Reversed electromagnetic Vavilov-Čerenkov radiation in naturally existing magnetoelectric media

Abstract

We consider two semi-infinite magnetoelecteric media separated by a planar interface whose electromagnetic response is described by axion-electrodynamics. The time dependent Green's function characterizing this geometry is obtained by a method which can be directly generalized to cylindrical and spherical configurations of two magnetoelectrics separated by an interface. We establish the far-field approximation of the Green's function and apply these results to the case of a charged particle moving from one medium to the other at a high constant velocity perpendicular to the interface. From the resulting angular distribution of the radiated energy per unit frequency we provide theoretical evidence for the emergence of reversed Vavilov-\v{C}erenkov radiation in naturally existing magnetoelectric media.

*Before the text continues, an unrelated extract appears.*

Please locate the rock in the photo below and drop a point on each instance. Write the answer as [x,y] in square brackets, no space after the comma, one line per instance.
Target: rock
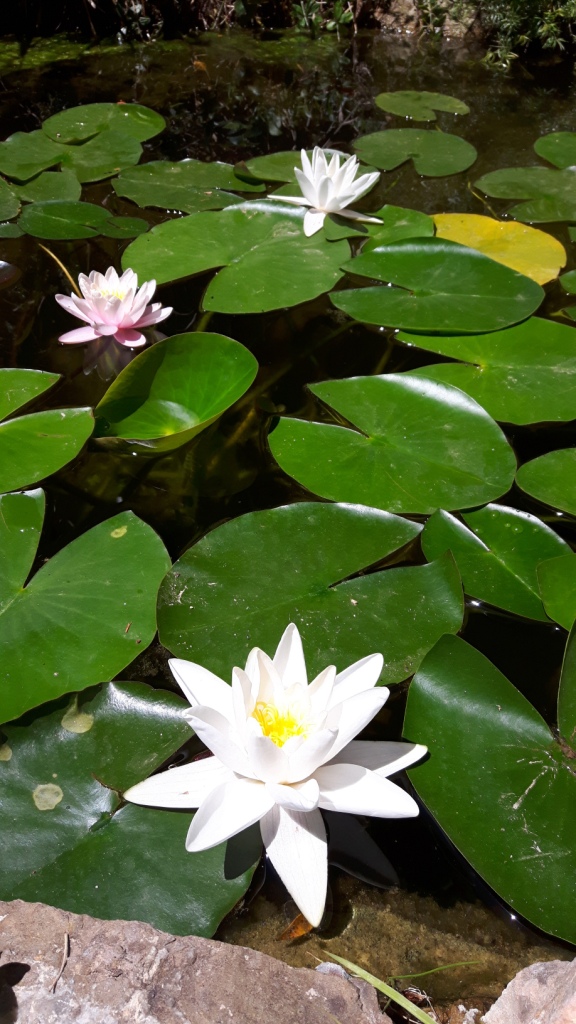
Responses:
[543,993]
[119,971]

In the case where one of the magnetolectrics is a 3D topological insulator, ${\rm TlBiSe}_2$ for example, located in front of a regular insulator, we estimate that an average forward Vavilov-\v{C}erenkov radiation with frequency $\sim 2.5 \,\, {\rm eV}$ ($\sim 500\,\, {\rm nm}$) will produce a highly suppressed reversed Vavilov-\v{C}erenkov radiation which can be characterized by an effective frequency in the range of $\sim (4\times 10^{-3}-0.5) \,\, {\rm meV}$. However, this value compares favorably with recent measurements in left-handed metamaterials yielding reversed Vavilov-\v{C}erenkov radiation with frequencies of the order of $(1.2-3.9)\times 10^{-2}\,\, {\rm meV}$.